Había escuchado hablar de aquel hombre, sin embargo no sabía dónde podría encontrarlo. Lo amaba desde esa ausencia existencial de dioses y por esa ilación histórica y profética de su raza que le devolvía en parte su esperanza.
Un día, cansado por el peso de los años, abandonado a su suerte, desplegó con toda su fuerza sus súplicas al cielo. Se lamentó de cómo Iahvé el Dios de Abraham y de Moisés, le había dado vida en medio de esta podredumbre donde reinaba sin duda alguna una muerte eterna como lo largo de sus años.
Una vez consumió tantos setos, que la psilocibina lo hizo caer rendido de rodillas en un ritual extravagante donde proliferaban gemidos y palabras desconcertadas que su naturaleza lingüística no asociaba con su realidad temporal.

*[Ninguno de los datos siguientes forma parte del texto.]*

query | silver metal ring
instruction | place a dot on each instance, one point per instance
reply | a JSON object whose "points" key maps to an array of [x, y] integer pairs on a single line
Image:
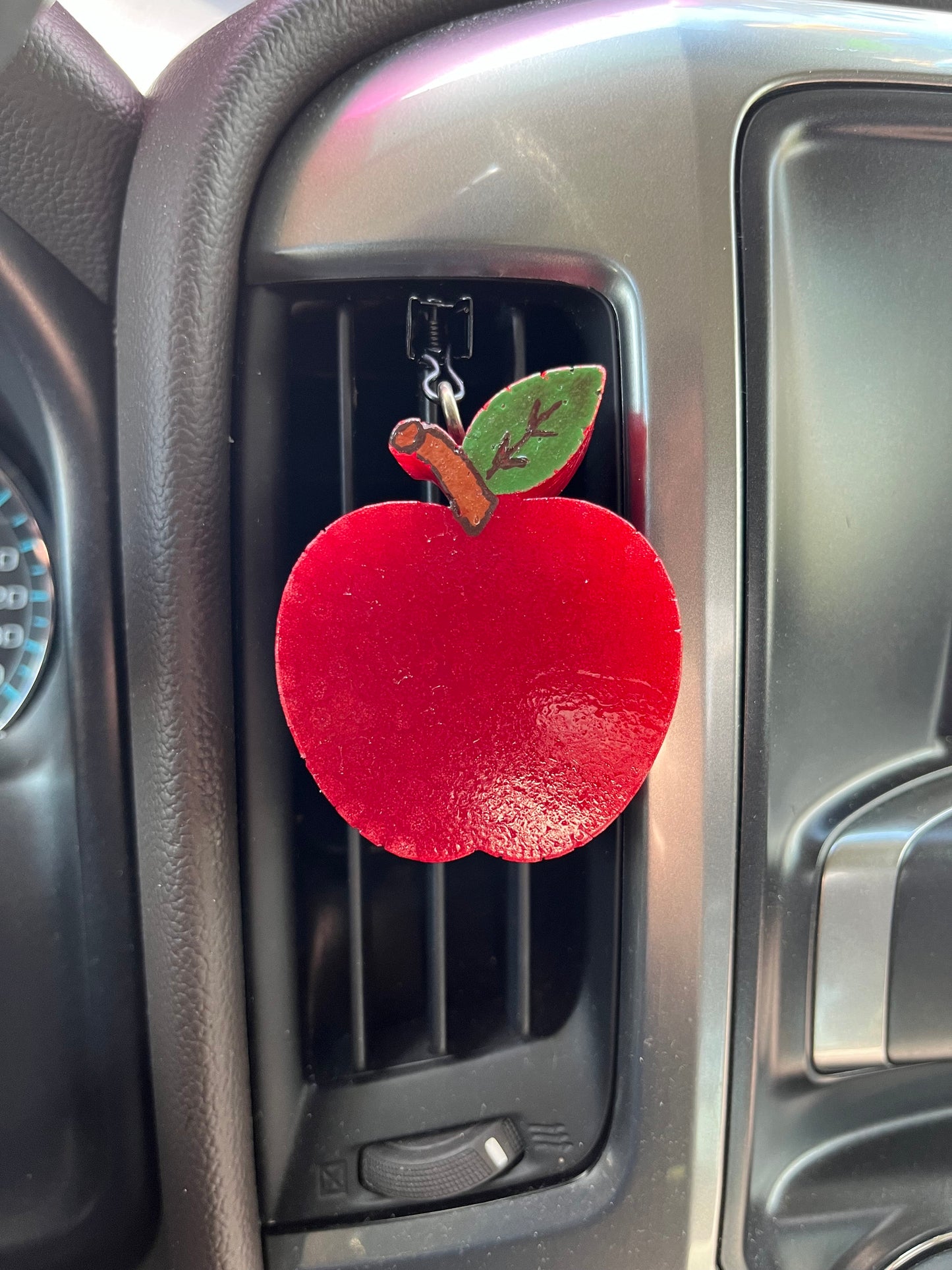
{"points": [[433, 372], [920, 1250]]}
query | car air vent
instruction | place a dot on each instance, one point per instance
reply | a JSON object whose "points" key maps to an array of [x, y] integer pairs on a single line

Giró la cabeza, detuvo la mirada y contempló cara a cara al hombre que codiciaba desde mucho tiempo atrás conocer. ¿Sería él, en esa idea mística sobrehumana que sin duda le daría el rumbo que ansiaba?. Se acercaba a él con toda la benevolencia posible.
Se detuvo corroído por el miedo. No sabía por qué de repente su imagen se hacía inalterable y misteriosa. Una mano grotesca lo toma por el brazo. De repente siente ese enorme peso sobre sus hombros. Lo mira cansado y adolorido. La sangre le salpica su mirada: no comprende cómo aquel ser que antes esperara, se dirigiera ahora acongojado, rumbo hasta el suplicio. Camino de la cruz entre el génesis y la muerte ve ese desierto que desde su humanidad reflejaba la vida en la tierra. ese lugar donde el mismo Dios es muerto en el olvido, a causa de la rutinaria soledad.